August 12, 2013. Dingle, Ireland — Day 4 didn’t start well. A balky navigation system and bad directions from someone at the hotel sent us in the wrong direction,
north towards Killarney rather than west to Portmagee on the far edge of the Ring of Kerry.
I caught the mistake in time, changed course and drove as fast as I could on the narrow roads to get to Portmagee in time to catch the boat to the island of Skellig Michael, a steep, jagged pyramid of rock jutting from the sea where a small group of Christian monks lived over 1300 years ago.
The boat was small and open, and I had the worst seat, catching almost every wave that broke over the side of the boat. The one and a quarter hour trip was very rough. Katherine got sick on the way and by the time we got to the island, I was soaked (truth be told, I could have dressed better — i.e., rain pants and waterproofed hiking boots).
Despite our misery, the trip was worth it. Skellig is one of the most dramatic sites I have ever visited. It’s hard to believe that people actually chose to live there. It says a lot about spiritual commitment and the desire of some to be “close to God.” Once we got there, the guide warned us about the steep, exposed climb on ancient steps made of slabs of stone to the top where the monks lived and worshipped. People have fallen and died, she added. Several of the group on our boat decided to take a pass.
One thing you can say about exposed, steep climbs is that the views are incredible. The other thing you can say is that you’re crazy to look. I kept my eyes on the steps in front of me and peeked at the views only when I reached the occasional wide, flat turns in the trail.
It’s very eerie at the top. The remnants of monastic buildings and large crosses in the cemetery are framed against the grey sky.
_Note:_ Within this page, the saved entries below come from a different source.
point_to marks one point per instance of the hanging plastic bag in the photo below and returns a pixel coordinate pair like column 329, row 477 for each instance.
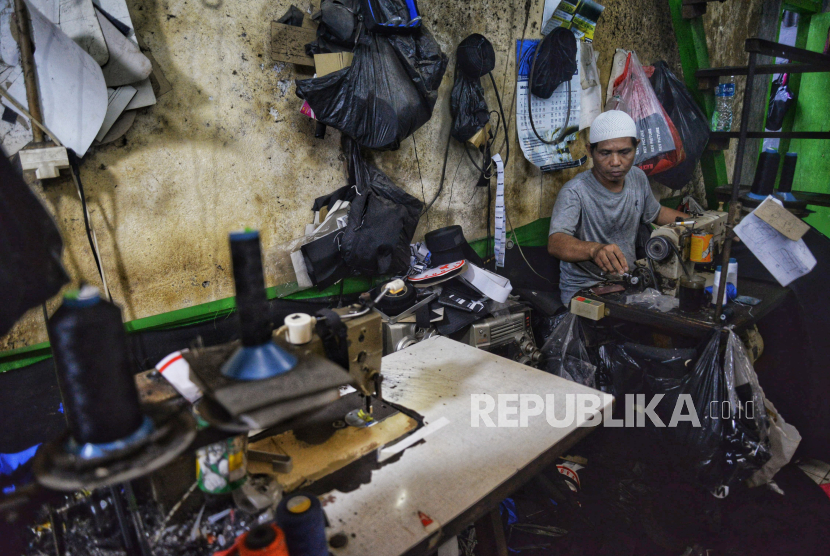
column 387, row 93
column 382, row 220
column 660, row 146
column 30, row 248
column 688, row 119
column 784, row 440
column 566, row 355
column 780, row 100
column 747, row 446
column 732, row 442
column 702, row 447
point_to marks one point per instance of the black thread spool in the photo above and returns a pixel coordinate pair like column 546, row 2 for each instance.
column 251, row 301
column 91, row 356
column 788, row 173
column 765, row 174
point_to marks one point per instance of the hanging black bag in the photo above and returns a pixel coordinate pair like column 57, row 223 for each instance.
column 387, row 17
column 382, row 220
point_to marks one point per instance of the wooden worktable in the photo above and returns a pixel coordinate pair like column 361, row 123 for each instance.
column 697, row 325
column 459, row 473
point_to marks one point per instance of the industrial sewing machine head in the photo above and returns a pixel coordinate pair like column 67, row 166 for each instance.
column 270, row 376
column 674, row 249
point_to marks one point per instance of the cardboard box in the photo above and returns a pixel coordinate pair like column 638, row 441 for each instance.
column 325, row 64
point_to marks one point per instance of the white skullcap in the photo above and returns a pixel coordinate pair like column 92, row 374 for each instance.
column 613, row 124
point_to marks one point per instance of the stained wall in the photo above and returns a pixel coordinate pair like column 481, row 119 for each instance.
column 228, row 148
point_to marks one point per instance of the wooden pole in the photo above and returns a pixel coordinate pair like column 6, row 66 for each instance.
column 27, row 61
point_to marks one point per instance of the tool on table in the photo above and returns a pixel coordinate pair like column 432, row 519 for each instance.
column 674, row 249
column 110, row 440
column 692, row 293
column 280, row 463
column 301, row 516
column 261, row 380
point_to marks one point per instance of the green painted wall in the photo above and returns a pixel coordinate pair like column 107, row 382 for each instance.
column 812, row 113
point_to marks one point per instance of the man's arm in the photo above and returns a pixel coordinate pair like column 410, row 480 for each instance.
column 567, row 248
column 667, row 216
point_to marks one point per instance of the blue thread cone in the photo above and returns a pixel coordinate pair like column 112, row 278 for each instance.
column 258, row 362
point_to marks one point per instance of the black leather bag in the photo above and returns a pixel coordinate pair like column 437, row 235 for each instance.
column 382, row 221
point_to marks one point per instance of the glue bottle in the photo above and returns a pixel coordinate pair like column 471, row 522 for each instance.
column 731, row 278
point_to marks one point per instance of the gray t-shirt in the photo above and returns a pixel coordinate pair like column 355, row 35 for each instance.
column 586, row 210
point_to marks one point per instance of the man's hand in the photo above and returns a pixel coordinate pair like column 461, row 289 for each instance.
column 610, row 259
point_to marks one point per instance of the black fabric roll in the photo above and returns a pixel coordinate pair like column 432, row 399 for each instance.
column 251, row 301
column 765, row 173
column 476, row 56
column 788, row 173
column 91, row 356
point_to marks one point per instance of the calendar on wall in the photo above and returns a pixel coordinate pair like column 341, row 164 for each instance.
column 549, row 116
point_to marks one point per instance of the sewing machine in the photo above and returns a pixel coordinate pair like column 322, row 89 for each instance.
column 674, row 249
Great white sea birds swoop around you, impervious to the cold, wet bipeds clinging to anything they can get their hands on.
I didn’t stay long at the top. I was cold and wet and I wasn’t sure that I wanted to be that close to God if it meant freezing to death or falling. I made my way down carefully and headed back to our boat. The return trip wasn’t quite as rough or wet, but I was still pretty chilled by the time we got back.
We dashed to our car and drove the short distance to the Moorings, our accommodations for the night. Before we could get out of the car, the proprietor, Ger Kennedy, came up to us with a smile that warmed my chilled body. He grabbed our bags, took us directly to our room, ordered hot tea, and put all of our wet gear and clothes in the hotel’s drying room.
After a hot shower, we climbed into Ger’s car for a tour of Portmagee and the surrounding countryside. Its easy to see why this charming fishing village won Ireland’s first ever Tourism Town of the Year award in 2012. I don’t know if it was the town or Ger, but I felt at home from the moment we arrived at the hotel. I could have stayed for days.
We ate dinner at the Moorings, which included the best seared blue fin tuna I have ever eaten, then went to the bar for an evening of traditional Irish music and dancing performed by the residents of Portmagee. They were not a band of professional musicians, though some had professional music experience, but they performed as if they were.
The warmth and spirit of everyone in the bar – Ger, the musicians, the patrons – was infectious. They all knew and clearly cared for each other and treated us as if we were old friends, not tourists passing through. As I sat there, it all came back to me, the feelings from my visit 44 years before — the welcoming warmth and the spirit of community.
That is what I most remembered about the men who lifted our car out of the ditch on that dark back road, or the guy who approached me in the bar at the Puck Fair to inquire about my ethnic persuasion, or the family of tinkers who passed me one drink after another later that same evening.
That is why I wanted to return to Ireland this year. I may not be Irish, but I chose to interpret “The Gathering,” the official tourism promotion inviting people of Irish descent from around the world to visit Ireland, more liberally. For me it was also about bringing back those who have been touched by the Irish in earlier trips. I was happy to return.